One clinically relevant difference: semaglutide has a longer half-life and may produce a steadier week-long exposure, while tirzepatide's dual mechanism means the pharmacodynamics are more complex. Some providers find that semaglutide is more predictable in terms of how patients respond to titration, and that tirzepatide's effects can be more variable early in treatment. This is clinical pattern recognition more than definitive data, but it's worth knowing.
The insurance and cost picture is complicated and changing. Branded semaglutide (Ozempic for diabetes, Wegovy for weight management) and branded tirzepatide (Mounjaro for diabetes, Zepbound for weight management) have very different insurance coverage stories depending on your plan and your diagnosis. Compounded versions of both are available through prescribing providers, and the cost difference between compounded semaglutide and compounded tirzepatide varies by provider and dose. Before letting cost make the decision for you, it's worth getting specific numbers from your prescribing provider rather than assuming — the landscape shifts and the actual difference may be smaller than you expect, or larger.

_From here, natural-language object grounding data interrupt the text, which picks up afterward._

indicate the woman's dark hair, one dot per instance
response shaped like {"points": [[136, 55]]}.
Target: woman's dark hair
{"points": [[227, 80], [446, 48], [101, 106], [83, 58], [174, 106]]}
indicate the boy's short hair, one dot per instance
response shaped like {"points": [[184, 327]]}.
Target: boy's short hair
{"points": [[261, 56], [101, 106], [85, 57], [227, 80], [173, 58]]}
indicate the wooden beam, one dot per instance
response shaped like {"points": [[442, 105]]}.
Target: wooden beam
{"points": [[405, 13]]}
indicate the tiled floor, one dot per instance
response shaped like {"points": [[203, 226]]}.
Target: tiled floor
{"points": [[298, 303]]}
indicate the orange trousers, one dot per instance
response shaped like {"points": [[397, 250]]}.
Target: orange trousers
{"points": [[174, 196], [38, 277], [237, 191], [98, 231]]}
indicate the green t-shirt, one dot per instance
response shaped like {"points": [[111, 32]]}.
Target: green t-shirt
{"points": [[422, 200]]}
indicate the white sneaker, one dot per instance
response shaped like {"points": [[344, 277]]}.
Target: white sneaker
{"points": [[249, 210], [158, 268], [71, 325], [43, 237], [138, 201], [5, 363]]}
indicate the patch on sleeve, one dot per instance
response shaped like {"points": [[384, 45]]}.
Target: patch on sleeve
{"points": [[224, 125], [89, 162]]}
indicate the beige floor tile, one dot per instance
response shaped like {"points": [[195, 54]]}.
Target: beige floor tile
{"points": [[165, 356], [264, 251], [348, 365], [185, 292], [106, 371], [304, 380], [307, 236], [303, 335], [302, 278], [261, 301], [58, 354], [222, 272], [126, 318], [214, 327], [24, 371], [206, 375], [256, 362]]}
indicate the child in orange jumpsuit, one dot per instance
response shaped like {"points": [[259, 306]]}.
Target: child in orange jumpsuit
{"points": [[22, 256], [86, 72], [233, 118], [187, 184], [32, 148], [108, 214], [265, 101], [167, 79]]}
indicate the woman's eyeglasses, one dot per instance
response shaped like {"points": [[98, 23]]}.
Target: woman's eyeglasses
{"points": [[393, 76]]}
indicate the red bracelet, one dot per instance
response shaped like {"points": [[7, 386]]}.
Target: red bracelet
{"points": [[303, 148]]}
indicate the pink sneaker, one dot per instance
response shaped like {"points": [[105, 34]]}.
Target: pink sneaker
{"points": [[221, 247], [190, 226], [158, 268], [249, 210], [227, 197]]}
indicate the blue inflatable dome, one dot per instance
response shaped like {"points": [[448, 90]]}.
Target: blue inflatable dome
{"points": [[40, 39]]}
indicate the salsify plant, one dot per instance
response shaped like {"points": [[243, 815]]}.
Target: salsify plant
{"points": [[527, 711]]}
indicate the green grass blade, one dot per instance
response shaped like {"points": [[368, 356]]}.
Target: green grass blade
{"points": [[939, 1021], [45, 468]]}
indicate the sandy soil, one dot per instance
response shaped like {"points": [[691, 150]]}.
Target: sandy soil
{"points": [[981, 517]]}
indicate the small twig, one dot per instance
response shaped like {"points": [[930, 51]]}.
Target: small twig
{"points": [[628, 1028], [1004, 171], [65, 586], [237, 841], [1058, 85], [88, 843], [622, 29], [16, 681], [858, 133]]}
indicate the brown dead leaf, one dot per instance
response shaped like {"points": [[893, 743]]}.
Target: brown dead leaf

There are a few other factors worth naming before any decision is made. Prior treatment history matters: if you tried semaglutide and had limited response at full therapeutic dose, tirzepatide is the more logical next step because the added GIP mechanism may produce different results. Cardiovascular history matters: semaglutide has demonstrated cardiovascular benefit in the SELECT trial (reduction in major cardiovascular events in people with obesity and established cardiovascular disease), and while tirzepatide has cardiovascular trials underway, the evidence at this level of specificity currently favors semaglutide for people where cardiovascular risk reduction is a primary goal alongside weight. Kidney and liver disease change the pharmacokinetic picture for both drugs, and those conversations belong with your prescribing provider directly.
The question of which peptide to use is not actually a question of which one is "better" in the abstract. It's a question of what your metabolic situation calls for, what you've already tried, what your body can tolerate, and what outcomes you're primarily optimizing for. For someone with significant metabolic disease and substantial weight to lose, the trial evidence points toward tirzepatide. For someone with a lighter metabolic burden or cost constraints or a preference for the drug with a longer track record, semaglutide remains a well-supported option. Both are GLP-1 receptor agonists studied for weight management and metabolic health. The difference between them is mechanism depth and magnitude — tirzepatide is doing more things at once, and for some people that matters a great deal, and for others the single-mechanism approach is entirely sufficient. What this means practically is that the decision is worth making carefully, with someone who knows your specific numbers and history, rather than on the basis of which trial headline was more impressive.